Alois Nebel, film européen d'animation de l'année 2012

'Alois Nebel', photo: Negativ s.r.o.

Les European Academy Awards se sont terminés samedi à Malte avec une victoire pour Alois Nebel, sorti il y a un peu plus d’un an sur les écrans tchèques. Fort du Prix européen du film d’animation, Alois Nebel est devenu le troisième film tchèque récompensé lors de cette cérémonie. Un succès qui surprend avant tout Tomáš Luňák, son réalisateur, et Jaroslav Rudiš et Jaromír 99, les auteurs de la bande-dessinée éponyme dont est tiré le film.

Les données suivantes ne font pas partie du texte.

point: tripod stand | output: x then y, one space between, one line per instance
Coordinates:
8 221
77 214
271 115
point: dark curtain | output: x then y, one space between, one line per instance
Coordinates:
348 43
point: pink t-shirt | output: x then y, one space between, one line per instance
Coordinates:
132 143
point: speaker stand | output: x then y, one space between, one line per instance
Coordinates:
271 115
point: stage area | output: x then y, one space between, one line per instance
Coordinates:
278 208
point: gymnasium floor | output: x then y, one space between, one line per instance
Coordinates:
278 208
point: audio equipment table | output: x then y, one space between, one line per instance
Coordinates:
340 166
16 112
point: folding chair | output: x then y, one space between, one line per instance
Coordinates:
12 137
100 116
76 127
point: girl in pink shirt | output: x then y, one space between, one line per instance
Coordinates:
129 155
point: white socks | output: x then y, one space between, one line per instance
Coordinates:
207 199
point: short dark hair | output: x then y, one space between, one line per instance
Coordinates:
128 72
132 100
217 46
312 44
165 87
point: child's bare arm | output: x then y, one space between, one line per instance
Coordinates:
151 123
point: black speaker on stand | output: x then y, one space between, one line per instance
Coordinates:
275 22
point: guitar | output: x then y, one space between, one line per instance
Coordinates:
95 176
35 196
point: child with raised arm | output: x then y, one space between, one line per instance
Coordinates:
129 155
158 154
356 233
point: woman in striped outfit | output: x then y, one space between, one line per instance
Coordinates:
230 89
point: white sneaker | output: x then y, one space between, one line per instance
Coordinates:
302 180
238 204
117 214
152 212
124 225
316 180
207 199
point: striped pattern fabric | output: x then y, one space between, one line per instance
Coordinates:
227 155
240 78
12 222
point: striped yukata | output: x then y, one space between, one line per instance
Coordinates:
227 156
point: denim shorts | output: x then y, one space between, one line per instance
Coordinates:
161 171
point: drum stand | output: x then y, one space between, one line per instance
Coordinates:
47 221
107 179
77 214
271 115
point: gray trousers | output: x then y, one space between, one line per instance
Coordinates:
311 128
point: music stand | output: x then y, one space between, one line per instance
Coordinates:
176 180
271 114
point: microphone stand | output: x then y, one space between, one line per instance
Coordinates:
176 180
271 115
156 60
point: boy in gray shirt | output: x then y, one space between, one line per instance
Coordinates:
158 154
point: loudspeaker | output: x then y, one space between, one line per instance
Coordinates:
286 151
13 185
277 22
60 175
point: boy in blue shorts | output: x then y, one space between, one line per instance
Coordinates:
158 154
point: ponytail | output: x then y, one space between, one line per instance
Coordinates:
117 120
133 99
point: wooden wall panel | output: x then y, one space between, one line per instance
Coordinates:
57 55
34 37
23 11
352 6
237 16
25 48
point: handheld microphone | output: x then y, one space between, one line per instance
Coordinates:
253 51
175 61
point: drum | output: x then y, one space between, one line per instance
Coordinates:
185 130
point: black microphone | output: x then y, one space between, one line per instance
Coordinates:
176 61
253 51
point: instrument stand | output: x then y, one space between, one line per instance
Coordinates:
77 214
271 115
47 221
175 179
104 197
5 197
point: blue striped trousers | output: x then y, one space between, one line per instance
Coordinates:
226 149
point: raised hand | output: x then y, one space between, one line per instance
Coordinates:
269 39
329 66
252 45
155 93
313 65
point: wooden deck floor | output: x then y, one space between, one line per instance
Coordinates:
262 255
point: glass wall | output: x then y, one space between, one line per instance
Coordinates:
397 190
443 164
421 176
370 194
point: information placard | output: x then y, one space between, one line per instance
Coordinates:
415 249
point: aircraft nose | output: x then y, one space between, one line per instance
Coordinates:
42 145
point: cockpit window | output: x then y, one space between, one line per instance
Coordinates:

'Alois Nebel',  photo: Negativ s.r.o.
Alois Nebel est avant-tout un récit historique et biographique, qui revient sur deux périodes importantes de l’histoire tchèque : l’expulsion des Allemands des Sudètes à la fin de la Seconde Guerre mondiale et la Révolution de velours en 1989. L’idée d’origine était pensée comme un projet « underground » dans un pays où la bande-dessinée n’occupe qu’une petite place, et où les deux thèmes abordés restent compliqués à traiter. Le succès de la version papier, puis de la version animée, a donc beaucoup surpris les auteurs, comme l’explique Jaroslav Rudiš :

Jaroslav Rudiš,  photo: Archives de ČRo
« Tout a commencé comme un projet underground, rebelle, punk ou même quelque chose de pas sérieux, car nous l’avons avant tout imaginé avec Jaromír 99 pour nous-mêmes. Je lui ai raconté l’histoire de mon grand-père, qui s’appelait Alois. Il était chef de gare près de la frontière et a changé les aiguillages pour tous les trains possibles, exactement comme le fait Alois Nebel dans la BD puis dans le film. Et il ne nous est jamais venu à l’esprit qu’un tel phénomène émergerait de tout ça, qu’Alois Nebel de la petite gare du Ruisseaux Blanc atterirait à Malte. »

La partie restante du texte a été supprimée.